Opening statements at the House Foreign Affairs Committee’s hearings on the unrest in Egypt indicated that members of the committee plan to focus on why the Obama administration didn’t have a contingency plan in place due to the instability in the region and whether the Muslim Brotherhood is a legitimate party in the democratic process.
Chairwoman Ileana Ros-Lehtinen (R-FL) said that the panel would focus on whether there could be stability in Egypt, what plans had been in place and what role the Egyptian military was playing. Many questions from members of the committee focused on what sort of threat the Muslim Brotherhood would present to the United States and the Western world.
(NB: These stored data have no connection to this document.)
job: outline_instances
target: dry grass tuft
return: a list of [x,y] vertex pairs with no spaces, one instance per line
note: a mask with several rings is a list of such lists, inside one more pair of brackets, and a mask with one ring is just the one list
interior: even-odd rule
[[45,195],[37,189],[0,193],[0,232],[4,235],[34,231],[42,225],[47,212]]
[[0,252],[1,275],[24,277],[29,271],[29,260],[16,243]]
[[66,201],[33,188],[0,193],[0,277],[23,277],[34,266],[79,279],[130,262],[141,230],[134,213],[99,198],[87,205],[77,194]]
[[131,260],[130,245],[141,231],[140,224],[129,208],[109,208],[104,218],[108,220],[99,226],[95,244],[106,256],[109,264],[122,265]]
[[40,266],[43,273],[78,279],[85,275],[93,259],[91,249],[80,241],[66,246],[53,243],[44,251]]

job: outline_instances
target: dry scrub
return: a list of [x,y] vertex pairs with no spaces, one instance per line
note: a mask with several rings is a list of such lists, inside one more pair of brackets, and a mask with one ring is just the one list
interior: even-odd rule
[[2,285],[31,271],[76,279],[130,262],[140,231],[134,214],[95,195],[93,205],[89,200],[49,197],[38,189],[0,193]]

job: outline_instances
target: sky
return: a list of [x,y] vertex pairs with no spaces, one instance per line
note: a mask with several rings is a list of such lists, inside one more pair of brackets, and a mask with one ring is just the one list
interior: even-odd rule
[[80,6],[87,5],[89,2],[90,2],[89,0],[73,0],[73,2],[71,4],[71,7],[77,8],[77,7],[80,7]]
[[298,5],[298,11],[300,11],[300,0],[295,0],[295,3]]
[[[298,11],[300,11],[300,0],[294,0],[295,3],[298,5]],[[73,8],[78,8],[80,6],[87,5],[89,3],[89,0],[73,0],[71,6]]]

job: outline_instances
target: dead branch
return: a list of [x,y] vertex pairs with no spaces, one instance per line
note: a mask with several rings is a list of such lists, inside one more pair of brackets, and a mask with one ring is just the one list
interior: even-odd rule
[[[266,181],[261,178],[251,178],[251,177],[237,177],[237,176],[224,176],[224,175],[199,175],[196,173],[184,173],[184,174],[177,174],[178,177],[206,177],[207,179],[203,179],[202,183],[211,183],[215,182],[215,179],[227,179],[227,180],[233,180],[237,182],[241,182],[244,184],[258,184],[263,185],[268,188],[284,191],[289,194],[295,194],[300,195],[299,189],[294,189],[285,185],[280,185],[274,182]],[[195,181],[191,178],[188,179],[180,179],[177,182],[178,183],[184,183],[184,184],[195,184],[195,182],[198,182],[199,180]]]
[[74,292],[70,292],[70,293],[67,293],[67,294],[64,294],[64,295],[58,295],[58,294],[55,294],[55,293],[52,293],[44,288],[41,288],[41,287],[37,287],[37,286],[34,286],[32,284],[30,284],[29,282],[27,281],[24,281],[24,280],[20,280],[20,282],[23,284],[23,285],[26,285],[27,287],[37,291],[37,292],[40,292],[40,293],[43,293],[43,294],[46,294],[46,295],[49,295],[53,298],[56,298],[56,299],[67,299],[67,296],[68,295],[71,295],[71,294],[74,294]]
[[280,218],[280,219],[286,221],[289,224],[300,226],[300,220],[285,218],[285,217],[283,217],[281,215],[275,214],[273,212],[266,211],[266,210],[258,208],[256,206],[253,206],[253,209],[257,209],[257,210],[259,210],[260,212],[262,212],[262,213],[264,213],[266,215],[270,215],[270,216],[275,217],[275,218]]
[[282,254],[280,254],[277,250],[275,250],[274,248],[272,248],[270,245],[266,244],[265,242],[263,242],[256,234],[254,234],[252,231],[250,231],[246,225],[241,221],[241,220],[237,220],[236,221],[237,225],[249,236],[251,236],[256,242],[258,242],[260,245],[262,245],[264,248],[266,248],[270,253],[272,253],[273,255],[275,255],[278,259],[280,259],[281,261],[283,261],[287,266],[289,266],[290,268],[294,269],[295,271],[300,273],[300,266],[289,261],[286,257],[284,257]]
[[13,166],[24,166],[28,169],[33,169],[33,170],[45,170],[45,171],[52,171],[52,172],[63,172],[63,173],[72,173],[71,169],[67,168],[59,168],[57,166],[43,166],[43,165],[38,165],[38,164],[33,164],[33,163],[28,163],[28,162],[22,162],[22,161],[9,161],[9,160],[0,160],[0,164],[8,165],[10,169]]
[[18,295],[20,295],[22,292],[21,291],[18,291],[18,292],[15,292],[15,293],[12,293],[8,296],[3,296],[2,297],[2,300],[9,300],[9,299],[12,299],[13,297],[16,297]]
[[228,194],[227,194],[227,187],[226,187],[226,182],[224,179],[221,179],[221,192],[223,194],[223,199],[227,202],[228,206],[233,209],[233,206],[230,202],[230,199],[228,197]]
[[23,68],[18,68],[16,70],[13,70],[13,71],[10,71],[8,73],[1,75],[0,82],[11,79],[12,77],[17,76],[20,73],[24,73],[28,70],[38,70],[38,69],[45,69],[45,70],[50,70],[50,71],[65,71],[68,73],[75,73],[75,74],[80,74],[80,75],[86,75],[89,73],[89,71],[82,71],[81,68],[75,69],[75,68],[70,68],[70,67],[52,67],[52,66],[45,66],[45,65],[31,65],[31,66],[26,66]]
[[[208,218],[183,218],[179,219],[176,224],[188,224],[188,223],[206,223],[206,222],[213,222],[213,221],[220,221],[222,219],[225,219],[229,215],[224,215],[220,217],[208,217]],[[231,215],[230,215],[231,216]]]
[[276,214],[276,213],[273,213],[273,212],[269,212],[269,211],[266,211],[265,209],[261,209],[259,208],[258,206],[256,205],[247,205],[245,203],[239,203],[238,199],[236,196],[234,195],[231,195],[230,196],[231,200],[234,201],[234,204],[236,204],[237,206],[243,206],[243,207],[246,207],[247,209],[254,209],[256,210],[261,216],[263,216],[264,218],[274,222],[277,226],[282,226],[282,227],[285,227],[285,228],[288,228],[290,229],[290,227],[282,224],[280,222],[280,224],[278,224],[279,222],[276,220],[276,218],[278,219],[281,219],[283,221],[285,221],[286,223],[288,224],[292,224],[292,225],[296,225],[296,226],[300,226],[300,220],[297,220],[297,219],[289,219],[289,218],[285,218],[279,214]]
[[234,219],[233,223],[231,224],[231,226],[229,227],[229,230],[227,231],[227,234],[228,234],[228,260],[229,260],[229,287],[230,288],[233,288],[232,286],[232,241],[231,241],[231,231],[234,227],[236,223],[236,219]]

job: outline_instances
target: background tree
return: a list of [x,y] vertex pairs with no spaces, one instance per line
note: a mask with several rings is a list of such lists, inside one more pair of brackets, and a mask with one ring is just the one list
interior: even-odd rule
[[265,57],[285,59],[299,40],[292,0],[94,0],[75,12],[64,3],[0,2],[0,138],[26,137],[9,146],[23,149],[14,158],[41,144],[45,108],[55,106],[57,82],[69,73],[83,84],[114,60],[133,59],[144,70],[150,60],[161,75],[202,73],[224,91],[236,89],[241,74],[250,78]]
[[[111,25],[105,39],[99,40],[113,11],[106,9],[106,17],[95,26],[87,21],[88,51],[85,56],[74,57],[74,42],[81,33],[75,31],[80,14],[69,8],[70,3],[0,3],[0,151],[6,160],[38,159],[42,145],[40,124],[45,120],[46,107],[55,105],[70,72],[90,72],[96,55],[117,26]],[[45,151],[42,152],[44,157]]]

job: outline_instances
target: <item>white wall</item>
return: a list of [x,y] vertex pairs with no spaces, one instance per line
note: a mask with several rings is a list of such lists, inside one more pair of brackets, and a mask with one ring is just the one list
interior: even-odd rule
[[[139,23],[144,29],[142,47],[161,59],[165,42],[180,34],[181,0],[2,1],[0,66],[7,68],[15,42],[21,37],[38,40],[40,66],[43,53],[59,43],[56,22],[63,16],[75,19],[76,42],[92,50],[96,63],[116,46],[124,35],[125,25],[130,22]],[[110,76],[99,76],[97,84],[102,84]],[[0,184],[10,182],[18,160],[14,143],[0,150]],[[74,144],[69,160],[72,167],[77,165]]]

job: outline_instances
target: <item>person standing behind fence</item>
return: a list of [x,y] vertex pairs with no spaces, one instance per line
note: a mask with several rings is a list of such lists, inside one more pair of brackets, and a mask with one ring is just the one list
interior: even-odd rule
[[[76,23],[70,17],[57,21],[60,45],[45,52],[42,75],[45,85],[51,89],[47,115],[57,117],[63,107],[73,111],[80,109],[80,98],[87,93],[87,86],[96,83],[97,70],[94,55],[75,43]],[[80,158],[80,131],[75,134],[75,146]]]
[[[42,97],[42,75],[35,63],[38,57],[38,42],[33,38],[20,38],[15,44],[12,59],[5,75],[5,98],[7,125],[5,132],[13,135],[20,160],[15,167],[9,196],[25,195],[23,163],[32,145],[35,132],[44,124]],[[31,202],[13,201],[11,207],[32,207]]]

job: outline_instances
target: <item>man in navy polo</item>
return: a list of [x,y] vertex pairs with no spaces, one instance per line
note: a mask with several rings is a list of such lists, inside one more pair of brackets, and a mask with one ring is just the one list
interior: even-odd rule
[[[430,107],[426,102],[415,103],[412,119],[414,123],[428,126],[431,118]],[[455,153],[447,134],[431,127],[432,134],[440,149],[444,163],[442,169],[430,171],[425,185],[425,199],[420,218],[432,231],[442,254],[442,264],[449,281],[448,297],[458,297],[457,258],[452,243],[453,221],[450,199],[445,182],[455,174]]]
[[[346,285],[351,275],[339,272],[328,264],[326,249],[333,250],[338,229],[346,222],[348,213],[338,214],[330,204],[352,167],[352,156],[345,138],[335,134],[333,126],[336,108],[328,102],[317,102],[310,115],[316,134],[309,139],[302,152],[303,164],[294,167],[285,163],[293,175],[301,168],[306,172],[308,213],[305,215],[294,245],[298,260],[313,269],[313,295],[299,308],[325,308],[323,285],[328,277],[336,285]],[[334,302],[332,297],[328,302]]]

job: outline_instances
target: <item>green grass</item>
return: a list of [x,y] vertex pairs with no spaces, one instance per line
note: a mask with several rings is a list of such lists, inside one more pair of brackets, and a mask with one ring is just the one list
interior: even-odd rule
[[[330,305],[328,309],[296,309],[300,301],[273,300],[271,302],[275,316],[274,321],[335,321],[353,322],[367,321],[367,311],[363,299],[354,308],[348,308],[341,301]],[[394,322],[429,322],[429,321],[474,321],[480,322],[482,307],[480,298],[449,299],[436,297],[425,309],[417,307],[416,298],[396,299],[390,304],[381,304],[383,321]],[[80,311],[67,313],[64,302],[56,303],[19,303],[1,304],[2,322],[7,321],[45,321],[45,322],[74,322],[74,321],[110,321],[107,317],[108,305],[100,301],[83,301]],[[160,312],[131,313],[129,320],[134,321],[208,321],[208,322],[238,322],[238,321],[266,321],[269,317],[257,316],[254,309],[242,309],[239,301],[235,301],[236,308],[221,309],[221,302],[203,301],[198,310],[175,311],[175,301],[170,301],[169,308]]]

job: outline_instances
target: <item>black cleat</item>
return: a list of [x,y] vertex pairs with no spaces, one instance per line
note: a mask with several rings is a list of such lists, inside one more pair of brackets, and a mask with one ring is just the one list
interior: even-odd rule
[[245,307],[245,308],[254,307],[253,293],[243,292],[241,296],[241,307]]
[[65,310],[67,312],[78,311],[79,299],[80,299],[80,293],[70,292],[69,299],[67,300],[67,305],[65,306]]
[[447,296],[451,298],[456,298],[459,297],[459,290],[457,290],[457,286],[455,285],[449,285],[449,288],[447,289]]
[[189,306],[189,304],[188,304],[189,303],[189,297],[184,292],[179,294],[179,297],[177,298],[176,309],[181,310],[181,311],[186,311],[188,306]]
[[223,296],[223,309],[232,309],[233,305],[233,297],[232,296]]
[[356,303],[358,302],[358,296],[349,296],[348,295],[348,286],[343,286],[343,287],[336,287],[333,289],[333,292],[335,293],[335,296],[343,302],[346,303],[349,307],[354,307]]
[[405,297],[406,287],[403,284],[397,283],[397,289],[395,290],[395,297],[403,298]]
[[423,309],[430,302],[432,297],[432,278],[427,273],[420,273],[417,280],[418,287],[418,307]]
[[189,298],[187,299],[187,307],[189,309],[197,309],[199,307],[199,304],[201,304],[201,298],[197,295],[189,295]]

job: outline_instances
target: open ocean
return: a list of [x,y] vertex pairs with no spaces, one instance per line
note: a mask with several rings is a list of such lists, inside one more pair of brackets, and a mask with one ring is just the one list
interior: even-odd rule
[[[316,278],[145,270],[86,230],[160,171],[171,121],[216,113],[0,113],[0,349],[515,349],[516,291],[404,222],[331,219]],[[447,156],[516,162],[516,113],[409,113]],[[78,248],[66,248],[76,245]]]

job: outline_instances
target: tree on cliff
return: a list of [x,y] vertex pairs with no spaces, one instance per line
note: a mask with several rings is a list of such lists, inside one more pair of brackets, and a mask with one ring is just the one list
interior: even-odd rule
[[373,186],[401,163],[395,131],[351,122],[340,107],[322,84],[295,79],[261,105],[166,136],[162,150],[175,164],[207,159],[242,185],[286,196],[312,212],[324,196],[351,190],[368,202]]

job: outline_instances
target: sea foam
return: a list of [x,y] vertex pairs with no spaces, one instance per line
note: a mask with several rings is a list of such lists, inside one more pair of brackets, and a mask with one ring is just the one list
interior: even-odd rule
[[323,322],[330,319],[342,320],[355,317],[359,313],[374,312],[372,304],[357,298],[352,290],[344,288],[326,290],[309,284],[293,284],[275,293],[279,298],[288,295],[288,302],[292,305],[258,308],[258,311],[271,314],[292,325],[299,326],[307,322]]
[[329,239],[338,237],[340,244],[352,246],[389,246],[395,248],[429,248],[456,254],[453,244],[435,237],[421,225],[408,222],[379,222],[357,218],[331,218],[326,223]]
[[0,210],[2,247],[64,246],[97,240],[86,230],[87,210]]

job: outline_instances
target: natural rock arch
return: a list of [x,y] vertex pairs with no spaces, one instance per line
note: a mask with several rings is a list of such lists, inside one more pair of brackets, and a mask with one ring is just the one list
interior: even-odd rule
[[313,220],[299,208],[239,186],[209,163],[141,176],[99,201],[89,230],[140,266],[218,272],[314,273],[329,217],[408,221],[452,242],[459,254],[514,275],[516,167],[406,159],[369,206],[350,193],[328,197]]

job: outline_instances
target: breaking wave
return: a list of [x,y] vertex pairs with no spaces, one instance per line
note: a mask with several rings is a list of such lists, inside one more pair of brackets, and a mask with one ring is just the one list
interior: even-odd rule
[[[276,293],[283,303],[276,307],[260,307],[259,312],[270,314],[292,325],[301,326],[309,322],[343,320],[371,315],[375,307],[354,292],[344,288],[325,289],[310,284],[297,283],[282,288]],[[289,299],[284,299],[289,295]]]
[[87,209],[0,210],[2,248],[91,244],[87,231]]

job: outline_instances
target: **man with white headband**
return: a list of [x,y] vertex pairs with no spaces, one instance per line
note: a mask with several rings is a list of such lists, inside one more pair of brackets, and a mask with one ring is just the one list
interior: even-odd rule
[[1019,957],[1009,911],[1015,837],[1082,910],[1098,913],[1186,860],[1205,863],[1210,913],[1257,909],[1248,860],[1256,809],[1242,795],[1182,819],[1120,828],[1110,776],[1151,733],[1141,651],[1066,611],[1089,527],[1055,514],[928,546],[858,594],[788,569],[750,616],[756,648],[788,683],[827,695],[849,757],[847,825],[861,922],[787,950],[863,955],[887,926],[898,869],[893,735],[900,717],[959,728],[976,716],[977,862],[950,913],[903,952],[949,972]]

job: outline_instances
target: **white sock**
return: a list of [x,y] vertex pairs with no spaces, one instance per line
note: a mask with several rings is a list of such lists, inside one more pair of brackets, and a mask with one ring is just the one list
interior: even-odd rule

Cables revealed by WikiLeaks indicate that U.S. officials believed that the regime of President Hosni Mubarak used the threat of Islamic radicalism and the Muslim Brotherhood to prevent the U.S. from pushing too hard for democracy in Egypt. The threat of the group has dominated cable news discussions on regime change in Egypt.
In a packed room in the Rayburn House Office Building, the Committee heard from a panel including: Elliott Abrams, Senior Fellow for Middle Eastern Studies at the Council on Foreign Relations; Lorne Craner, President of the International Republican Institute; and Dr. Robert Satloff, Executive Director of the Washington Institute for Near East Policy.
The Muslim Brotherhood, said Abrams, is “something that has to worry all of us.” But he said that it was important to emphasize that the U.S. thinks what is going on in Egypt has been terrific and that Americans firmly support democracy.
Craner said the U.S. should not accept the false choice between current Egyptian President Mubarak and the Egyptian Brotherhood, which is the choice that Mubarak presented. Craner said it was important to “realize that there are some in the middle.”
Rep. Gary Ackerman (D-NY) said that the Obama administration seems to be wavering on whether the U.S. stands behind the Egyptian people and their demands or whether they are prioritizing stability at any cost.
Ackerman said that the U.S. should have a “Nixon moment” and use the military (which has received a large amount of U.S. aid over the years) as its messenger in the region.
Rep. Chris Smith (R-NJ) pointed out that President Barack Obama for rolling out the “red carpet” for a Chinese dictator but then expressing concern over the human rights in Egypt.
Rep. Dana Rohrabacher (R-CA) said that the Obama administration was throwing Mubarak not only under the bus but “to the wolves” by not backing its ally of 30 years.